My dear friend over at Costume & Construction sent me a link to this early wax cylinder recording of Nearer My God to Thee.
Sarah Flower Adams
The life and story of the poetess who wrote the immortal words is summarized in Illustrated History of Hymns and their Authors, 1875.
This language was the heart-utterance of Mrs. Sarah Flower Adams, daughter of Benjamin Flower, editor of The Cambridge Intelligencer, and wife of William B. Adams, an eminent engineer, and also a contributor to some of the principal newspapers and reviews.
She was born February 22, 1805.
Her mother is described as a lady of talent, as was her elder sister Eliza, who was also an authoress.

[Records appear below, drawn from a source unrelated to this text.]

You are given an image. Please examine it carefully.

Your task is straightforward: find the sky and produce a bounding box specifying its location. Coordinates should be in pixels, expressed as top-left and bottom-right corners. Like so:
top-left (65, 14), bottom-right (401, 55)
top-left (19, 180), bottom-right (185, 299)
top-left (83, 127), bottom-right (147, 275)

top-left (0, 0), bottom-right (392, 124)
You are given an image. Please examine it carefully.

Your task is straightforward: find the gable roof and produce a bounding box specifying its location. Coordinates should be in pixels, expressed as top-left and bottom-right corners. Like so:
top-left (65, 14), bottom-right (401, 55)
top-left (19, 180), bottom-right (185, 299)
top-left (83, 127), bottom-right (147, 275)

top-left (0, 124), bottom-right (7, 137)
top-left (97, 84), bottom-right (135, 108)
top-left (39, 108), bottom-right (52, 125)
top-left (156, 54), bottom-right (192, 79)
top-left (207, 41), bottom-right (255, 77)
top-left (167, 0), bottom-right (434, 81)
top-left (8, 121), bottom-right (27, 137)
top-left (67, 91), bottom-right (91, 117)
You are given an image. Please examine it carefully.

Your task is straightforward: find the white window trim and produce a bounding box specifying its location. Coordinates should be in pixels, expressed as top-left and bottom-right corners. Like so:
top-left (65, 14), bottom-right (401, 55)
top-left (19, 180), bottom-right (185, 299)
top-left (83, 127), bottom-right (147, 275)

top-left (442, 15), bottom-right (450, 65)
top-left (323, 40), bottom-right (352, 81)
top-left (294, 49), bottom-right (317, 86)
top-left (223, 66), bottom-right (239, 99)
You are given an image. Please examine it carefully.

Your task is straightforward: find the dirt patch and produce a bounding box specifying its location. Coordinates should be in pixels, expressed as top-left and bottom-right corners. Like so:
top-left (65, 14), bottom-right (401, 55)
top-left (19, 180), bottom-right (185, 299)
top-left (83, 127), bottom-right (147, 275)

She was noted in early life for the taste she manifested for literature, and in maturer years, for great zeal and earnestness in her religious life, which is said to have produced a deep impression on those who met with her. Mr. Miller says: “The prayer of her own hymn, ‘Nearer, my God, to Thee,’ had been answered in her own experience. Her literary tastes extended in various directions. She contributed prose and poetry to the periodicals, and her art-criticisms were valued. She also wrote a Catechism for children, entitled ‘The Flock at the Fountain’ (1845). It is Unitarian in its sentiment, and is interspersed with hymns. She also wrote a dramatic poem, in five acts, on the martyrdom of ‘Vivia Perpetua.’ This was dedicated to her sister, in some touching verses. Her sister died of a pulmonary complaint* in 1847, and attention to her in her affliction enfeebled her own health, and she also gradually wore away, ‘almost her last breath bursting into unconscious song.'” Thus illustrating the last stanza:—
“Sun. moon, and stars forgot,
Upward I fly,
Still all my song shall be,
Nearer, my God, to Thee.”She died August 13, 1849, eight years after the issue of her popular hymn, and was buried in Essex, England.
*Almost certainly consumption (tuberculosis), explaining Sarah’s subsequent decline after caring for her ailing sister. Very few people who died of tuberculosis during the 19th-century — and there were so many who did — were admitted to have perished from the disease, so great was the fear and prejudice associated with it.